BST In order Predecessor - codepath/compsci_guides GitHub Wiki
Unit 8 Session 2 (Click for link to problem statements)
Problem Highlights
- 💡 Difficulty: Medium
- ⏰ Time to complete: 20 mins
- 🛠️ Topics: Trees, Binary Search Trees, In-Order Predecessor
1: U-nderstand
Understand what the interviewer is asking for by using test cases and questions about the problem.
- Established a set (2-3) of test cases to verify their own solution later.
- Established a set (1-2) of edge cases to verify their solution handles complexities.
- Have fully understood the problem and have no clarifying questions.
- Have you verified any Time/Space Constraints for this problem?
- Question: What should be done if there is no in-order predecessor available?

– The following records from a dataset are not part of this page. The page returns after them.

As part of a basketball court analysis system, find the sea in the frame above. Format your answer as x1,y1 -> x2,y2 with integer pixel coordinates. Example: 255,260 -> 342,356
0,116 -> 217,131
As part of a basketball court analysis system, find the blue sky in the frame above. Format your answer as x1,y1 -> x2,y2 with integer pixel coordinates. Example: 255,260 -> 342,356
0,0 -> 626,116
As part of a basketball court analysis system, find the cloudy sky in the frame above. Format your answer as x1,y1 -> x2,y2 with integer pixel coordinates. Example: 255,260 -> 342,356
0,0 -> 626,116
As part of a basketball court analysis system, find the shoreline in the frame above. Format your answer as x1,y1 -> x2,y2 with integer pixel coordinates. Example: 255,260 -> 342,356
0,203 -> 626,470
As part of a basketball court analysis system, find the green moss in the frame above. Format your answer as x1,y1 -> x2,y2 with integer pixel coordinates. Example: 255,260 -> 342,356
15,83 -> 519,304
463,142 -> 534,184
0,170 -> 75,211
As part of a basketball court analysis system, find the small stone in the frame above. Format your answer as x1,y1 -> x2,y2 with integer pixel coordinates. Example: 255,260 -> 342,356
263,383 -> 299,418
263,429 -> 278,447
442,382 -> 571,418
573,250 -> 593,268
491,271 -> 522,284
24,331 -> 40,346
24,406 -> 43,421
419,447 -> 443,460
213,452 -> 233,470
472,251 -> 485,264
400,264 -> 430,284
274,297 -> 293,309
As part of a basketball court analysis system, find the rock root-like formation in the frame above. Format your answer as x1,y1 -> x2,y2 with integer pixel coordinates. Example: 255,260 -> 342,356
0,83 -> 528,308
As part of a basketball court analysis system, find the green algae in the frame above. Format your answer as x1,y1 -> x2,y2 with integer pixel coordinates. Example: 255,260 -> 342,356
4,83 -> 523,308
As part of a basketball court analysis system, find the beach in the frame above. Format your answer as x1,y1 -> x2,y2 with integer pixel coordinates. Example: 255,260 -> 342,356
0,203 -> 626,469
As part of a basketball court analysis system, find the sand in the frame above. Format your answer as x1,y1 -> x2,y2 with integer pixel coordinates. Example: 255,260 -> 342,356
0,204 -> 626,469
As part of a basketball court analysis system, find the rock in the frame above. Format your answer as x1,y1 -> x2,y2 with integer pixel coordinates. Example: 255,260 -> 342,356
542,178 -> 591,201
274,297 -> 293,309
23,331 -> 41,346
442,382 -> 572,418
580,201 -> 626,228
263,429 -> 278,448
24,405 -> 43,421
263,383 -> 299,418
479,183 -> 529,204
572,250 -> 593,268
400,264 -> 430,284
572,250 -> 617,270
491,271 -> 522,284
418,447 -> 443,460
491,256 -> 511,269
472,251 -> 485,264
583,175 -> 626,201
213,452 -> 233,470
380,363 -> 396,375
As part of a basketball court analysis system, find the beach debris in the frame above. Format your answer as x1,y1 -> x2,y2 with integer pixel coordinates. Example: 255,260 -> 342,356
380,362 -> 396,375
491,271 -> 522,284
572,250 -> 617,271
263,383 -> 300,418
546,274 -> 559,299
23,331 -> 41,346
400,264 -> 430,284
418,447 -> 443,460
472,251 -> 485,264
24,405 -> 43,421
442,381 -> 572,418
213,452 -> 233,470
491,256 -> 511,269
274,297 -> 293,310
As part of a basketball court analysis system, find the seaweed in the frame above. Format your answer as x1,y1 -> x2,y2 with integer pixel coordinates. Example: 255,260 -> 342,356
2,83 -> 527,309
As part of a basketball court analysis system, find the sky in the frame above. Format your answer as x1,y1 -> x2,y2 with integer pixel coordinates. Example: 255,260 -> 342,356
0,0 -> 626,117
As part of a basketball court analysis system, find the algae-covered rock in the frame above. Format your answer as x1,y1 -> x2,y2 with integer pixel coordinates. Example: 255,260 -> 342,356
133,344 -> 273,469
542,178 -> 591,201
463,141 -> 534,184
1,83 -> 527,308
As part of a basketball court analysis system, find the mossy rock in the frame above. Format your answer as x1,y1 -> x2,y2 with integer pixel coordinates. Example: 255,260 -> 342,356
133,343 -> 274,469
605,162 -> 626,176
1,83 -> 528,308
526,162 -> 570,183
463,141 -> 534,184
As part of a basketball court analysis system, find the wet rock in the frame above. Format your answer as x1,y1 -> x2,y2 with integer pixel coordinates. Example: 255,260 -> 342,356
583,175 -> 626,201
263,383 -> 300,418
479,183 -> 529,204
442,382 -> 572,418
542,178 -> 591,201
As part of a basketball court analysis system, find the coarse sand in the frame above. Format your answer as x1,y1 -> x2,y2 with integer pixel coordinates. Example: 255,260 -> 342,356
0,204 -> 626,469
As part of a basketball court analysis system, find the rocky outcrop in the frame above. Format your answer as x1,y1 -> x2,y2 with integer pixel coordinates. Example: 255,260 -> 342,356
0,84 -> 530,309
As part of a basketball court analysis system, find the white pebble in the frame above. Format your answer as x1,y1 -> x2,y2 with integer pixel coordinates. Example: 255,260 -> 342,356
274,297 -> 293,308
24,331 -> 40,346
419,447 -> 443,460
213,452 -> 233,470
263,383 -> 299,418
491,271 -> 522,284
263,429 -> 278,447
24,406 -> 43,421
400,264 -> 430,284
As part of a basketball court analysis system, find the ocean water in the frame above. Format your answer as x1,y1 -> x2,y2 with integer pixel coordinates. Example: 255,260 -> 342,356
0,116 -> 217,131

- Answer: Return None if there is no in-order predecessor, such as when the node is the leftmost node.
HAPPY CASE
Input: BST with nodes [20, 10, 30, 5, 15], search in-order predecessor of 10
Output: 5
Explanation: 5 is the in-order predecessor of 10 as it is the largest value less than 10.
EDGE CASE
Input: BST with nodes [20, 10, 30, 5, 15], search in-order predecessor of 5
Output: None
Explanation: 5 is the leftmost node, so it has no predecessor.
2: M-atch
Match what this problem looks like to known categories of problems, e.g., Linked List or Dynamic Programming, and strategies or patterns in those categories.
This problem involves navigating through a binary search tree (BST) to find the in-order predecessor, utilizing the properties of BSTs to efficiently find the required node.
3: P-lan
Plan the solution with appropriate visualizations and pseudocode.
General Idea: Utilize the properties of BSTs to find the in-order predecessor of a node.
1) If the node has a left subtree, the in-order predecessor is the rightmost node of this subtree.
2) If the node has no left subtree, the predecessor is one of its ancestors; specifically, the nearest ancestor for which this node is in the right subtree.
3) Traverse the tree from the root to find the node and keep track of the potential predecessor.
⚠️ Common Mistakes
- Incorrectly identifying the in-order predecessor or failing to handle the absence of a left subtree.
4: I-mplement
Implement the code to solve the algorithm.
def inorder_predecessor(root, current):
"
Find the in-order predecessor of a given node in a BST.
"
predecessor = None
while root:
if current.val > root.val:
predecessor = root
root = root.right
elif current.val < root.val:
root = root.left
else:
if root.left:
predecessor = find_rightmost(root.left)
break
return predecessor
def find_rightmost(node):
"
Find the rightmost (largest) node starting from the given node.
"
while node.right:
node = node.right
return node
5: R-eview
Review the code by running specific example(s) and recording values (watchlist) of your code's variables along the way.
- Ensure correct in-order predecessor identification in various configurations, especially where nodes do not have a left subtree.
6: E-valuate
Evaluate the performance of your algorithm and state any strong/weak or future potential work.
- Time Complexity:
O(h)where h is the height of the tree. This ensures efficient traversal up to the root or down to a leaf, depending on the node's position. - Space Complexity:
O(1)as it only requires maintaining a few pointers without additional structures.